Figure 1.

H-ACs-P2X7 favor the membrane transfer to Mutu dendritic cells

(A). The expression of P2X7R in MutuDCs was evaluated in a functional assay as Ethidium Bromide (20 μg/mL) uptake over time in response to ATP (1 mM). Representative micrographs (every 5 min) are shown; ATP and Triton X-100 addition are indicated. Scale bar 20 µm.

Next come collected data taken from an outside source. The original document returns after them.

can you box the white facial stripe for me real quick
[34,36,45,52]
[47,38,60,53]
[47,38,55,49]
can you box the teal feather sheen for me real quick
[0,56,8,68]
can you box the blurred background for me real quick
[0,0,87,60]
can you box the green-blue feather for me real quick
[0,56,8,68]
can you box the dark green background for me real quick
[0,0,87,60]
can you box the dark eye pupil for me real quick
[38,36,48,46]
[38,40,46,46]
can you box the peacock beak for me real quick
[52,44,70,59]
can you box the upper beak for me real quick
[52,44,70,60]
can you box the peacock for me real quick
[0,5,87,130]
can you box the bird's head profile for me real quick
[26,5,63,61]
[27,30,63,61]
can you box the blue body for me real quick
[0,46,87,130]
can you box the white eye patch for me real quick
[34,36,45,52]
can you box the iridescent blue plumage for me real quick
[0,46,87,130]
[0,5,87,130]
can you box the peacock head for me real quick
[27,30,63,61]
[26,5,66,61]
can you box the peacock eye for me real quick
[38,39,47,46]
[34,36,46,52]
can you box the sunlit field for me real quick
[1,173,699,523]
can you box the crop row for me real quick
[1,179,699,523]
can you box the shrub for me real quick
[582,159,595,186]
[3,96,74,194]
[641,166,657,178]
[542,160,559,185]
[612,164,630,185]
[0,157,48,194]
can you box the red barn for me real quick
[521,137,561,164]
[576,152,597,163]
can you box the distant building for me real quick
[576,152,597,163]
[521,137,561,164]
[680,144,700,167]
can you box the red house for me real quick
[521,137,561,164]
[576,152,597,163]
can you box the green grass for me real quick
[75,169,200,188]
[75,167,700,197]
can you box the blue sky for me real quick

(B) To evaluate the membrane transfer, ACs generated from transfected or parental HEK293 were labeled with the lipophilic stain CM Deep Red , shown as green pseudocolor. Orthogonal projection obtained from Z-stacks denotes the fluorescent membrane.

(C) MutuDCs were challenged with CM-labeled ACs. Transfer of fluorescence was evaluated in a circular region of interest on the outer perimeter of selected cells. The fluorescence over time was plotted for ACs loaded with CM using the ZEN Blue edition 2.6 software. Three to nine independent experiments were performed quantifying from 3 to 8 cells each one. The graph shows the fluorescence quantification on MutuDC1940 surface incubated with H-ACs-P2X7 (black), MutuDCs pretreated with oATP (300μM), and incubated with H-ACs-P2X7 (red) and MutuDCs incubated with parental H-ACs (gray).

(D) Slopes calculated from the fluorescence quantification curves shown in (C) Data are represented as the mean ± SEM. Results were analyzed using non-parametric Mann-Whitney test.

(E) Ninety minutes after the challenge with H-ACs-P2X7 or H-ACs, cells were analyzed by confocal microscopy. Representative micrographs show MutuDCs expressing eGFP, CM labeled H-ACs and the superposition of both colors. A peripheral (white arrows) and vesiculated (red arrows) distribution pattern are indicated. Scale bar 10 µm. ∗∗ and ∗ represent p < 0.01 and p < 0.05 respectively.